I found a bug!
Please email the maintainer of CoNIFER at nkrummNO_%_SPAMgmail.com (replace the NO_%_SPAM with @).
How should the number of SVD components to remove be selected?
This is an important parameter for CoNIFER analysis. At present, there is no "automated" way to select the number of SVD components removed. However, the number of components to remove can easily be discerned from the scree plot (--plot_scree during the analysis step).
Users should run an "initial" analysis with a ballpark --svd value (between 5 and 15), and then examine the scree plot to better gauge the amount of systematic noise present in the data.
In general, a greater number of SVD components should be removed when (a) multiple capture types, sequencing runs or DNA sources are combined and (b) a larger number of samples is included.
Please note that you can maximally remove n-1 components, where n is the number of samples in the analysis! Furthermore, removing the maximum number of components will remove virtually all signal. For small datasets, we urge close examination of the scree plot, and trying multiple differen --svd values.
How many exomes does CoNIFER analysis require?

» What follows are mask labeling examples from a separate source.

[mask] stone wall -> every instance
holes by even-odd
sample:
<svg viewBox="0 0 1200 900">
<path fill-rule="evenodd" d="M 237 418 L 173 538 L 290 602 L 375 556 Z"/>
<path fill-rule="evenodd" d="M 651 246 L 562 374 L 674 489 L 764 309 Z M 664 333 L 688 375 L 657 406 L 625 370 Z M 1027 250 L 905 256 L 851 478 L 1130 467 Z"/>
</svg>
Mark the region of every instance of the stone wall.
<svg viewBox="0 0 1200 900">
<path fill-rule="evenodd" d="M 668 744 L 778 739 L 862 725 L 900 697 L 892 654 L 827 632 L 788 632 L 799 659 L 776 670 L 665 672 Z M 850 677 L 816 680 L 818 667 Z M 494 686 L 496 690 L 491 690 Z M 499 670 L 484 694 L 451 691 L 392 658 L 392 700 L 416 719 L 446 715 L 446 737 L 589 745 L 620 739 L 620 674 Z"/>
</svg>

We reccommend a minimum of eight exomes, but more exomes will nearly always improve the quality of the results. Depending on the amount of systematic noise and bias,
including 20 exomes can significantly improve the results of the analysis.
Is it possible to "mix" exomes from different sequences and different capture platforms?
Yes! CoNIFER can robustly discover latent patterns of systematic noise present between different sequencing and capture reactions. However, care should be taken that at least 8 exomes frome each "batch" are included, such that this systematic noise becomes statistically apparent.
How was the probes.txt file created?
We began by downloading the Nimblegen SeqCap EZ Exome v2.0 target file, and intersected this with the Refseq exon list from the UCSC Genome Browser. For targets overlapping exons, we used the exon boundary, unless this boundary was <10bp, in which case we expanded the probes to include at minimum 10bp of sequence. For non-exonic targets, no modifications were made.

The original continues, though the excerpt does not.